Di ruang rapat Komisi I DPR, Senayan, suasana agak tegang. Anggota DPR dari Fraksi Gerindra, Endipat Wijaya, menyampaikan kritiknya langsung kepada Menkominfo Meutya Hafid. Intinya sederhana: kenapa informasi soal bantuan pemerintah untuk korban bencana di Aceh, Sumbar, dan Sumut sepi sekali? Padahal, bantuan negara itu nilainya luar biasa besar.
"Saya cuma ingin mencoba memberikan masukan kepada Komdigi dan ingin mendukung Komdigi ke depan bagaimana Komdigi ini bisa mengamplifikasi informasi-informasi strategis yang sudah dilakukan oleh pemerintah, Bu," ujar Endipat dalam rapat kerja itu, Senin lalu.

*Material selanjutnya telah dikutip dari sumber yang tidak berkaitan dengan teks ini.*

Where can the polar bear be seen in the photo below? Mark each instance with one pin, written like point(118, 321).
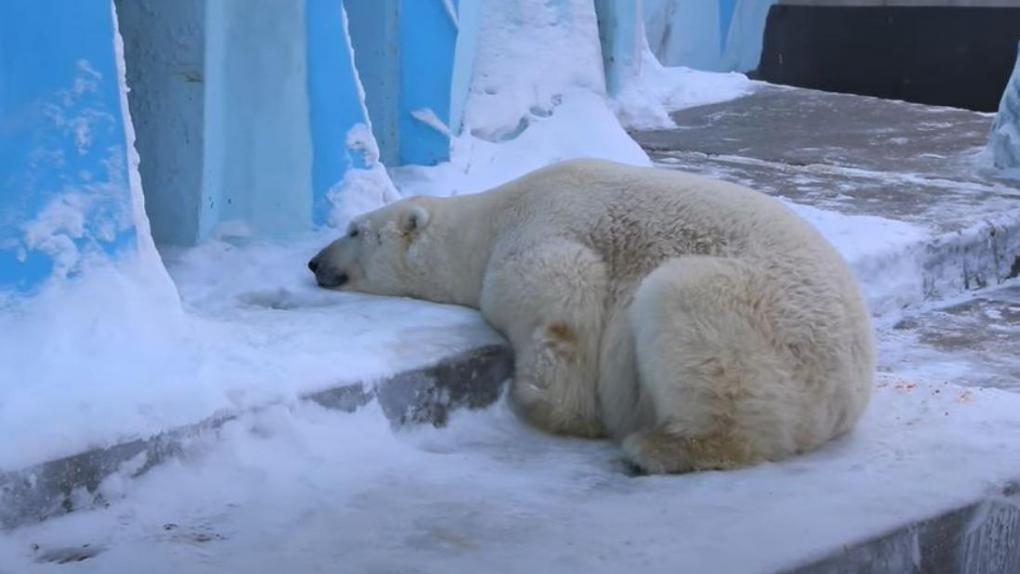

Menurutnya, ini bukan soal kerja pemerintah yang kurang. Justru, kerja itu sudah banyak. Masalahnya, publik nggak tahu. Dia ambil contoh nyata.
"Sebagai contoh kami misalnya mendengar sebenarnya Kementerian Kehutanan itu sudah melakukan evaluasi dan gerakan menanam pohon secara besar-besaran, tetapi itu kan tidak pernah sampai ke telinga teman-teman sampai ke orang bawah," keluhnya.
Akibatnya? Kemenhut terus-terusan dikritik habis-habisan. Padahal, di lapangan, mereka sudah bergerak. Hal serupa dia lihat pada kinerja kepolisian dalam perbaikan hutan di Sumatera. Kerja kerasnya, kata Endipat, tenggelam begitu saja tanpa gaung.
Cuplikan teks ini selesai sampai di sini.